Unlike Fatal Harvest, which deals with private land management, Welfare Ranching deals exclusively with grazing of privately owned cattle, sheep, and other livestock on publicly owned lands. The book points out that about 22,000 ranches have permits to graze on 260 million acres of federal land. While those 260 million acres represent more than 10 percent of the land area of the entire U.S., they provide only 2 percent of all feed consumed by U.S. cattle and other livestock. Many permittees are small family-owned ranches, but some are large spreads operated by wealthy individuals or corporations. Billionaire J.R. Simplot, for example, has permits on 2 million acres of public land in Idaho.
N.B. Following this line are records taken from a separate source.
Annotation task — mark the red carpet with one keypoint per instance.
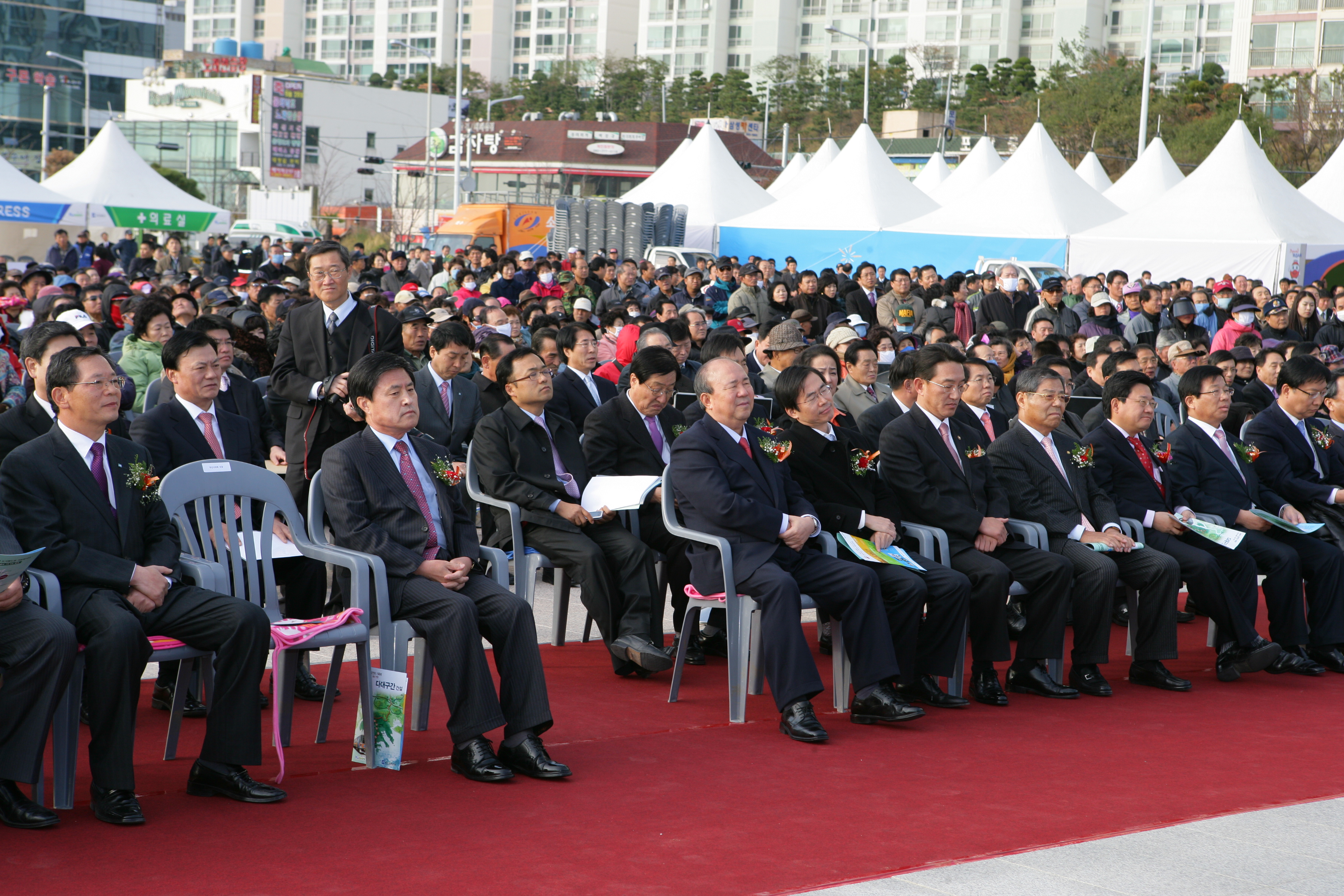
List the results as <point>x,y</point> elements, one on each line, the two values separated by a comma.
<point>667,799</point>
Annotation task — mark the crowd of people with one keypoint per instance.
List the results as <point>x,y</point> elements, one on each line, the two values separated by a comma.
<point>784,404</point>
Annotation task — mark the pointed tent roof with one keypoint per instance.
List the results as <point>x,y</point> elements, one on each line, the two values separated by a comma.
<point>933,174</point>
<point>1092,171</point>
<point>875,195</point>
<point>790,174</point>
<point>1147,179</point>
<point>1048,197</point>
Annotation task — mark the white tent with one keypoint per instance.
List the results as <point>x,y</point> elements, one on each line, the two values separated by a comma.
<point>1092,171</point>
<point>975,170</point>
<point>933,174</point>
<point>1254,224</point>
<point>830,217</point>
<point>1147,179</point>
<point>709,182</point>
<point>113,179</point>
<point>791,171</point>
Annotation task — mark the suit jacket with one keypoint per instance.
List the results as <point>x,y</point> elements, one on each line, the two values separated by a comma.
<point>1206,481</point>
<point>724,492</point>
<point>1052,500</point>
<point>573,399</point>
<point>929,485</point>
<point>1285,463</point>
<point>823,469</point>
<point>373,511</point>
<point>56,504</point>
<point>467,413</point>
<point>515,464</point>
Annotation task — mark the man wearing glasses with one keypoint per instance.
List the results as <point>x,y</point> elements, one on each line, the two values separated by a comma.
<point>319,344</point>
<point>531,456</point>
<point>943,477</point>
The photos and articles in the book purport to show public land grazing is degrading the landscape. The editors admit most of the degradation took place a century ago, when grazing was unregulated and cattle and sheep herders often competed for the same land, giving each an incentive to overgraze to keep the other out. The book contends degradation continues today, while ranchers insist they graze at such low levels now that the land is recovering.
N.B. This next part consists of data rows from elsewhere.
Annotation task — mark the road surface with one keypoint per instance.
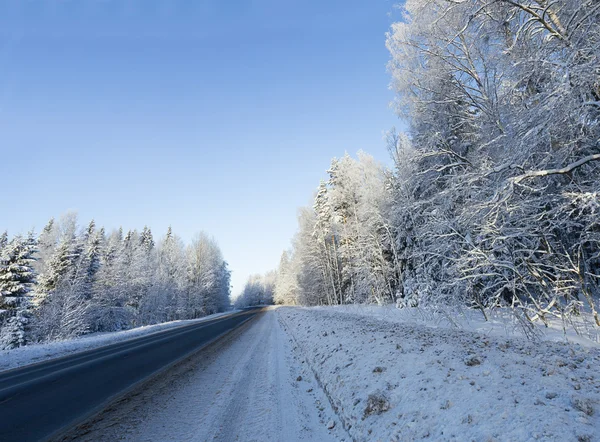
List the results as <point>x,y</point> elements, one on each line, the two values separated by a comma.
<point>39,401</point>
<point>249,386</point>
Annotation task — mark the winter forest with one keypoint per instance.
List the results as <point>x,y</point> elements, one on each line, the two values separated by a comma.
<point>70,281</point>
<point>493,199</point>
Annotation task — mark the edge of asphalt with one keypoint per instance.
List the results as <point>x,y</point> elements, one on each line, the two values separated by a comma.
<point>73,429</point>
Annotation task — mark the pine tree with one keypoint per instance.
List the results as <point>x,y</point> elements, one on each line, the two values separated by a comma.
<point>3,240</point>
<point>17,277</point>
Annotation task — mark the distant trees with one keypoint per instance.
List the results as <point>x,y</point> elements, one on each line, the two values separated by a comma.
<point>259,290</point>
<point>71,281</point>
<point>343,251</point>
<point>494,195</point>
<point>17,278</point>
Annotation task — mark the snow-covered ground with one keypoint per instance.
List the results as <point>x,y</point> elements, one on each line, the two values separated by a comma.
<point>247,386</point>
<point>500,323</point>
<point>393,377</point>
<point>31,354</point>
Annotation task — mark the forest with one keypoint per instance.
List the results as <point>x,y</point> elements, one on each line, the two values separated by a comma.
<point>493,199</point>
<point>69,281</point>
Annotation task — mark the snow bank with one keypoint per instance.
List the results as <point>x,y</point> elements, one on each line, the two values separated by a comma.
<point>501,323</point>
<point>36,353</point>
<point>390,380</point>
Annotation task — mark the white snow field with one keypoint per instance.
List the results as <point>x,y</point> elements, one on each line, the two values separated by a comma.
<point>31,354</point>
<point>248,386</point>
<point>395,381</point>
One problem Wuerthner, the book’s main photographer, faced is that grazed landscapes rarely look as ugly as recently harvested clearcuts. The book includes many pages of photos instructing the reader on how to see the impacts of grazing. One photo “shows what looks like a nice trout stream,” Wuerthner admits. However, “the stream has been degraded by a hundred years of livestock use.” Is the degradation continuing, or is the land recovering despite continuing lower levels of use? Photos taken at one point in time cannot prove the case one way or the other.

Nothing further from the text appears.